Permafrost : Study
Permafrost in the Arctic could release radon, a radioactive gas that has the potential to cause cancer, scientists have warned.
- Radon is a radioactive gas that forms naturally when uranium, thorium, or radium, which are radioactive metals, break down in rocks, soil, and groundwater.
- It is an inert, colourless, and odourless gas.
- Radon gas usually exists at very low levels outdoors, but the gas can accumulate in areas without adequate ventilation, such as underground mines.
Permafrost:
- Permafrost is any ground—from soil to sediment to rock—that has been frozen continuously for a minimum of two years and as many as hundreds of thousands of years.
- It can extend down beneath the earth’s surface from a few feet to more than a mile, covering entire regions, such as the Arctic tundra, or a single, isolated spot, such as a mountaintop of alpine permafrost.
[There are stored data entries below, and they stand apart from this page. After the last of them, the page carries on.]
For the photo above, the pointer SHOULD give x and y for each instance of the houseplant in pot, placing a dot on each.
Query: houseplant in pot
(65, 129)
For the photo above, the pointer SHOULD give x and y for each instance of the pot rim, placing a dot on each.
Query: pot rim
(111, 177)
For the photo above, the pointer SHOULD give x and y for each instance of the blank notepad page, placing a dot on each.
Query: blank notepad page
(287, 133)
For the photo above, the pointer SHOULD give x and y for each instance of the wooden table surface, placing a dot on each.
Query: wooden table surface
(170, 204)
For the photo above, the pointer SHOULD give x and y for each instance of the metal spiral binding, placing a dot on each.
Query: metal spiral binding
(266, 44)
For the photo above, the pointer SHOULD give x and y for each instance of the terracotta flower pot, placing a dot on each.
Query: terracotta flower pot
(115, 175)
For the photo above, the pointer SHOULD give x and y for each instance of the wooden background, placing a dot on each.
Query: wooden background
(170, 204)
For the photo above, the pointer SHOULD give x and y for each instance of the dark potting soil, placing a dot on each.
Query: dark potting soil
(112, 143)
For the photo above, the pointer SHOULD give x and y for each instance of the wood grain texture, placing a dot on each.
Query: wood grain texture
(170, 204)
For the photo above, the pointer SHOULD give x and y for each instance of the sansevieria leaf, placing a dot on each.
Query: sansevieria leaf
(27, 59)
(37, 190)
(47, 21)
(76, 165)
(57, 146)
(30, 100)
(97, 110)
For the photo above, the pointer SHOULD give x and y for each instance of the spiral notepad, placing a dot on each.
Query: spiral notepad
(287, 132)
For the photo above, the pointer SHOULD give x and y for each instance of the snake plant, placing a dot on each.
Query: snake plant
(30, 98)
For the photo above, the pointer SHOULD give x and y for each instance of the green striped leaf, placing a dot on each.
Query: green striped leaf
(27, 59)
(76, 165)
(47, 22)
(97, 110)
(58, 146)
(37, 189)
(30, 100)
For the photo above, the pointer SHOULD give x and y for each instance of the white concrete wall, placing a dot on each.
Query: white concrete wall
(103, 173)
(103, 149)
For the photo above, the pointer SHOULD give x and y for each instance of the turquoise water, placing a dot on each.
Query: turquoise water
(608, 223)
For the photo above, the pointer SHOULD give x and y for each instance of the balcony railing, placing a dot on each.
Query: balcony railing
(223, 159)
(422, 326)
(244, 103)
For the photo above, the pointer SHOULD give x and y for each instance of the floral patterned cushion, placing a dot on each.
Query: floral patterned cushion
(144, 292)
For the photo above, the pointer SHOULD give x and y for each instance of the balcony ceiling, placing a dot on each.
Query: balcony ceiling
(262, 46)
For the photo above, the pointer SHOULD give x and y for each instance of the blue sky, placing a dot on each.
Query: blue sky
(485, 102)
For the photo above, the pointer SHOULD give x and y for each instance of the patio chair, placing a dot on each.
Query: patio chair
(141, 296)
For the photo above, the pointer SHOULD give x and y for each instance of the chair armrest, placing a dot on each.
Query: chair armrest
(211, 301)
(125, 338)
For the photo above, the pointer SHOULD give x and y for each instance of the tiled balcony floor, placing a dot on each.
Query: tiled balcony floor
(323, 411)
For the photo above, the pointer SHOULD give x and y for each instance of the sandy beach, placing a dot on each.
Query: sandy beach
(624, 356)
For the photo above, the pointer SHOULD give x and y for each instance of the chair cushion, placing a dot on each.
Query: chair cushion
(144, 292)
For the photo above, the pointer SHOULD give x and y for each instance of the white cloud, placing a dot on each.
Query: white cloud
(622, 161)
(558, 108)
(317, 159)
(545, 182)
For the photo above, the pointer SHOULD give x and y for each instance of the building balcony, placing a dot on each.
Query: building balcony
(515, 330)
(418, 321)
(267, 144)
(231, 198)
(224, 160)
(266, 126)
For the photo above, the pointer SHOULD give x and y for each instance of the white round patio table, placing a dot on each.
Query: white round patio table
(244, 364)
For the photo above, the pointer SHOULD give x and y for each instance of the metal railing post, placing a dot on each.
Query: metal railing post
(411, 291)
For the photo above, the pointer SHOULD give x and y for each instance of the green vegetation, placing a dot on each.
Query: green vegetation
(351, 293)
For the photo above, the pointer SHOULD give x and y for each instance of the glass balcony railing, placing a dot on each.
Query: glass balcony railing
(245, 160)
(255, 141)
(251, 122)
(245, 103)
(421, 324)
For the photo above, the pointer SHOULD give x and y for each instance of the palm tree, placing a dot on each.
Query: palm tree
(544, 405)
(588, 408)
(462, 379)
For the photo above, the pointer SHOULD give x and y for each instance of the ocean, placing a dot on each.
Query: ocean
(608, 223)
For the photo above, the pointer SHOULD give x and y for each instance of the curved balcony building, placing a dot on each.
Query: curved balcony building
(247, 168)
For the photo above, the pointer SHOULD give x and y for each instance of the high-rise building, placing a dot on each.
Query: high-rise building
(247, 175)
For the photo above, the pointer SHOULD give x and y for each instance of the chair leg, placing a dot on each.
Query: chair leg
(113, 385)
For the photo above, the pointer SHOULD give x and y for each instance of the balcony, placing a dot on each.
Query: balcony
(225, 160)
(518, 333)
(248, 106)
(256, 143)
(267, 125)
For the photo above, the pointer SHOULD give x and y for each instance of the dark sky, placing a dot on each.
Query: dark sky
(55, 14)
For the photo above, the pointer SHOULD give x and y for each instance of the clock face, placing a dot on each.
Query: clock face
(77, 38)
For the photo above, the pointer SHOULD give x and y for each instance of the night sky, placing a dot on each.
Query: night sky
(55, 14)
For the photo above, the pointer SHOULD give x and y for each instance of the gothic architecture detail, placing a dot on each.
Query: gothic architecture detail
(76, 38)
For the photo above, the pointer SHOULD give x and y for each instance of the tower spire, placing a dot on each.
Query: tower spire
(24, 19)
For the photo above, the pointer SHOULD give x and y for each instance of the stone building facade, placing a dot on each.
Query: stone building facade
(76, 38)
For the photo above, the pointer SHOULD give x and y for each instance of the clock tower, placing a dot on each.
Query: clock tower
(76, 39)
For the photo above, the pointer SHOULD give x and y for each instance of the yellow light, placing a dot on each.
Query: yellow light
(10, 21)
- Although the ground is frozen, permafrost regions are not always covered in snow.
- They can be found on land and below the ocean floor.
- It is found in areas where temperatures rarely rise above freezing point.
- They are most common in regions with high mountains and in Earth’s higher latitudes—near the North and South Poles.
- Permafrost is found almost exclusively in the far northern reaches and high elevations of the Northern Hemisphere, in places like Siberia, Alaska, the Canadian Arctic, Greenland, and the Tibetan Plateau.
- Permafrost is made of a combination of soil, rocks, and sand that are held together by ice. The soil and ice in permafrost stay frozen all year.